EXAMPLE 1: Rapid Optimization of LIght Chains (ROLIC)
[0102] ROLIC is the Rapid Optimization of LIght Chains. In an
exemplary embodiment of this method, the genes encoding a
population of SS-VH(i)-CH1 are placed in a vector (such as pHCSK22)
under control of a suitable regulatable promoter, such as PlacZ. SS
is a signal sequence that will cause secretion of VH(i)-CH1 in E.
coli (i is the index of this VH in the population, i could be 1,2,
. . . N). VH(i) is a variable domain of a heavy chain of an
antibody and CH1 is the first constant domain of an IgG heavy chain
(HC). The vector pHCSK22 also contains the origin of replication of
pBR322 and a kanamycin resistance gene (kanR). The HC population
put into pHCSK22 will have been selected to have affinity for a
particular target antigen or for some other desirable property.
[0103] A second vector, DY3F85LC, is a phage derived vector from
M13mpl8. In addition to all the genes of wild-type M13, DY3F85LC
carries an ampicillin resistance gene (bla) and a display cassette
for antibody light chains (LC). The LC constant region is fused
in-frame to the stump of M13 iii. The SS-VL-CL-IIIstump gene is
regulated by PlacZ. A large repertoire of human LCs is cloned into
DY3F85LC.
[0104] In one example, 20 HCs having affinity for human TIE-1 are
cloned into pHCSK22 and used to transform TGI E. coli to make a
cell population. These cells are F+and can be infected with M13.

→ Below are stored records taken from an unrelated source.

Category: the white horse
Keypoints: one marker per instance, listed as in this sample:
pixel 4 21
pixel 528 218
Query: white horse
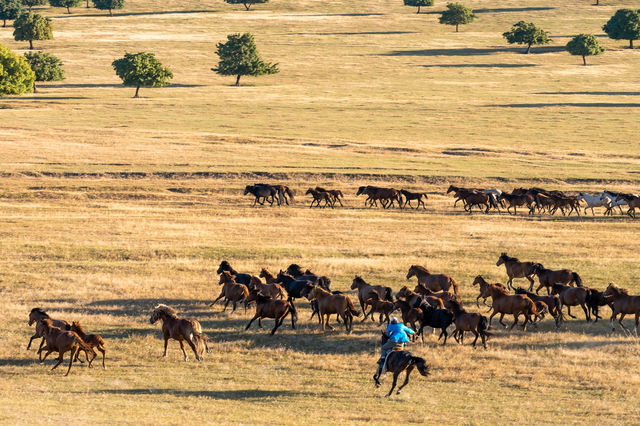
pixel 592 201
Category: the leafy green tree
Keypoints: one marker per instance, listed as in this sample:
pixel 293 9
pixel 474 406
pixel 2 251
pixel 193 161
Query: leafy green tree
pixel 457 14
pixel 526 33
pixel 31 26
pixel 247 3
pixel 31 3
pixel 624 25
pixel 16 77
pixel 239 56
pixel 585 45
pixel 109 5
pixel 45 66
pixel 65 3
pixel 418 3
pixel 141 69
pixel 10 9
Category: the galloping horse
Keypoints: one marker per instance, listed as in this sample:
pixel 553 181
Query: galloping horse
pixel 433 282
pixel 517 269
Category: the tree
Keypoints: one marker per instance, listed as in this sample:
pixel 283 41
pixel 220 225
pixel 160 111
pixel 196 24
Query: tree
pixel 141 69
pixel 418 3
pixel 457 14
pixel 239 56
pixel 31 3
pixel 585 45
pixel 16 77
pixel 624 25
pixel 9 9
pixel 65 3
pixel 109 5
pixel 247 3
pixel 30 26
pixel 46 67
pixel 527 33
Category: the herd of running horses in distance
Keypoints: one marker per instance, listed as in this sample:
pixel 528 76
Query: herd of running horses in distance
pixel 434 302
pixel 536 200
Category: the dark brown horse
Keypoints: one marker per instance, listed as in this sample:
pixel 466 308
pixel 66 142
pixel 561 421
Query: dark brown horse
pixel 181 329
pixel 572 296
pixel 399 361
pixel 434 282
pixel 517 269
pixel 548 277
pixel 623 304
pixel 365 291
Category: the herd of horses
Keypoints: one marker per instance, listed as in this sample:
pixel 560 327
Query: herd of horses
pixel 536 200
pixel 434 302
pixel 539 201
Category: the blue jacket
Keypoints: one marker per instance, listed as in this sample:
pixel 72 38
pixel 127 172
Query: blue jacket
pixel 398 332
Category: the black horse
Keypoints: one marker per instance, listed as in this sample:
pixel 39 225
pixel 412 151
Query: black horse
pixel 239 278
pixel 436 318
pixel 399 361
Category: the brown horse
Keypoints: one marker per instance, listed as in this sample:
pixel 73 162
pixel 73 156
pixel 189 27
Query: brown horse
pixel 382 307
pixel 62 341
pixel 267 307
pixel 572 296
pixel 434 282
pixel 92 340
pixel 329 303
pixel 365 291
pixel 504 303
pixel 517 269
pixel 623 304
pixel 466 321
pixel 35 316
pixel 548 277
pixel 231 291
pixel 181 329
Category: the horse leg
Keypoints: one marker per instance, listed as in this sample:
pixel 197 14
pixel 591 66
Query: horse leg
pixel 406 380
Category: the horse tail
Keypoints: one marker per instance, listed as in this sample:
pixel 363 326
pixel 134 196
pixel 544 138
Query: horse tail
pixel 454 284
pixel 352 308
pixel 577 279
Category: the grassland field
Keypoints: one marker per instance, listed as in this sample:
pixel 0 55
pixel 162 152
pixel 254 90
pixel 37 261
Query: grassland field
pixel 110 205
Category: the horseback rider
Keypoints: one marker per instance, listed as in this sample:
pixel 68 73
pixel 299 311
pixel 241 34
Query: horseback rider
pixel 397 333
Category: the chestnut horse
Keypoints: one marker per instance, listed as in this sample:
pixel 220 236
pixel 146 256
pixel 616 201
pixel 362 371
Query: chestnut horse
pixel 180 329
pixel 36 315
pixel 365 290
pixel 329 303
pixel 516 269
pixel 573 296
pixel 548 277
pixel 504 303
pixel 434 282
pixel 623 304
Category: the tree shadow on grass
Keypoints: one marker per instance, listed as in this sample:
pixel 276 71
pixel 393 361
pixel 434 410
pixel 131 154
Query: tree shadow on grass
pixel 240 394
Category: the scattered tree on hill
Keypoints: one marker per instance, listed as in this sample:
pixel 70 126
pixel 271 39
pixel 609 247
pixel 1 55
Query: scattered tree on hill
pixel 239 56
pixel 624 25
pixel 9 10
pixel 418 3
pixel 31 3
pixel 16 76
pixel 526 33
pixel 457 14
pixel 141 70
pixel 247 3
pixel 109 5
pixel 30 26
pixel 46 67
pixel 585 45
pixel 65 3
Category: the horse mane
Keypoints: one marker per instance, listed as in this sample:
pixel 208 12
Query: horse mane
pixel 167 310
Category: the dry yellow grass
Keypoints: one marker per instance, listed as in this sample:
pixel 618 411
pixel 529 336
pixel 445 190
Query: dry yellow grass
pixel 109 205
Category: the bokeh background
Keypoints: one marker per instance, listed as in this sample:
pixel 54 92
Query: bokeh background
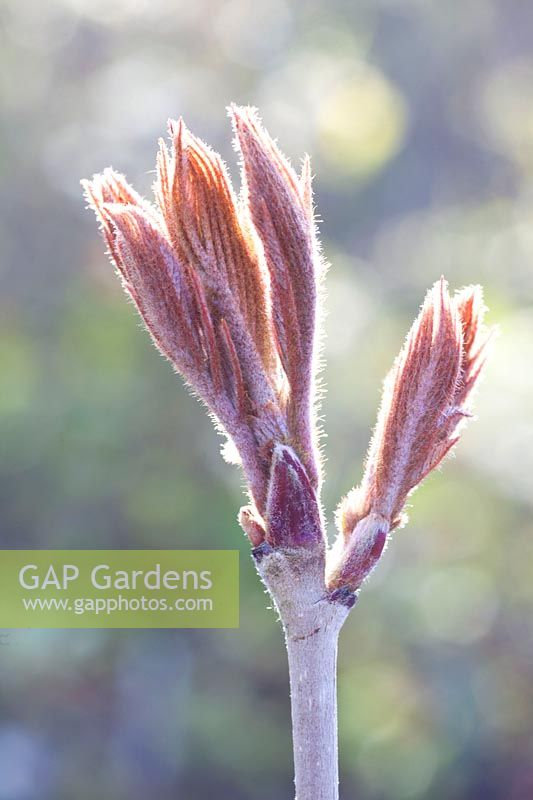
pixel 418 116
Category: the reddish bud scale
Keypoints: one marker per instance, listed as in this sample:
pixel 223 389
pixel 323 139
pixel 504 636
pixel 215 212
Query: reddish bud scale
pixel 292 515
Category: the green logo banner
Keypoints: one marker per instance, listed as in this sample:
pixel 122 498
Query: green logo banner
pixel 119 589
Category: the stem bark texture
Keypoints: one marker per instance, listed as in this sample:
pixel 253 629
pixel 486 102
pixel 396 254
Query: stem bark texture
pixel 311 621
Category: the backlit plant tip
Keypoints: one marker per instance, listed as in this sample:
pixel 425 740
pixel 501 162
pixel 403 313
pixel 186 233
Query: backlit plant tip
pixel 229 286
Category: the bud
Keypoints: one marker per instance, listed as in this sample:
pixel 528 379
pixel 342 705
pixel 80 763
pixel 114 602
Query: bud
pixel 426 400
pixel 292 515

When a cell harbors both one member of the pHCSK22 population and
one member of the DY3F85LC population, the cell is resistant to
both Amp and Kan. When induced with IPTG or when grown in the
absence of glucose, HCs are secreted into the periplasm, each cell
making one member of the HC population. M13 have a well developed
system to avoid multiple infection, so that each cell contains a
single member of the LC population. Thus, the phage produced from
Amp.sup.R, Kan.sup.R cells will carry the gene for the LC that is
anchored to the III.sub.stump. Because DY3F85LC has both w.t. iii
and the display vl::cl::iii.sub.stump, the phage will have mostly
full-length III. Many phage will have only w.t. III and no antibody
display. Phage that do carry a VL::CL::III.sub.stump protein will
obtain a VH::CH1 protein from the periplasm of the cell.
[0105] If there are, for example, 5.times.10.sup.7 LCs and 20
distinct HCs, there could be 10.sup.9 LC/HC combinations. These
phage can be selected for binding to the target, e.g., TIE-1. In
the original FAB-310 library, each HC was paired with approximately
25 different LCs. Here we take a small set of HC, all of which have
some affinity for TIE-1 and combine them with all the LCs in our
collection. While it would be possible to make a library of
10.sup.9 in our vector pMID22, making a library of this size is
highly labor intensive. In ROLIC, we need make only the library of
20 HC in pHCSK22 and transform E. coli cells. The infection of
these cells with the DY3F85LC library allows the full combination.
The DY3F85LC library need be built but once.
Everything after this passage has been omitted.